RSYNC files renaming issue and timeout errors

[Date Prev][Date Next][Thread Prev][Thread Next][Date Index][Thread Index]

 




Hi All,

our users are experiencing the following two problems using our gluster storage based on a 12x(4+2) distributed dispersed volume:

1) sometimes, during RSYNC copies executions, they noticed this error message:

rsync: rename "/tier2/CSP/sp1/ftp/lweprsn/.cmcc_CMCC-CM2-v20160423_hindcast_S2005040100_atmos_day_surface_lweprsn_n1-n40.sha256.rD38kX" -> "cmcc_CMCC-CM2-v20160423_hindcast_S2005040100_atmos_day_surface_lweprsn_n1-n40.sha256": Permission denied (13)
rsync error: some files/attrs were not transferred (see previous errors) (code 23) at main.c(1039) [sender=3.0.6]

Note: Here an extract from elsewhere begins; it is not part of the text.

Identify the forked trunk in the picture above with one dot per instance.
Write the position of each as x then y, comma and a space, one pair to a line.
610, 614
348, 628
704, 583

The files seem to be correctly copied but rsync returns this kind of error and stop the sync process.

2) if the number of the total rsync sessions against the gluster volume grows, it seems that gluster volume starts suffering some particular workload, directories tree navigation becomes very slow and a lot of timeout errors appear on 192.168.0.54 gluster server (named “s04")

I just checked switch, cables, ports and so on, but everything seems to be ok.
I also executed a lot of checks using iperf tool and the network seems to be ok.
I dont’ understand why I see only timeout errors related to s04 host (192.168.0.54). It is up and running…

It seems that rsync copy processes started by the gluster volume users cause some noise (on gluster client log file) during temporary files creation.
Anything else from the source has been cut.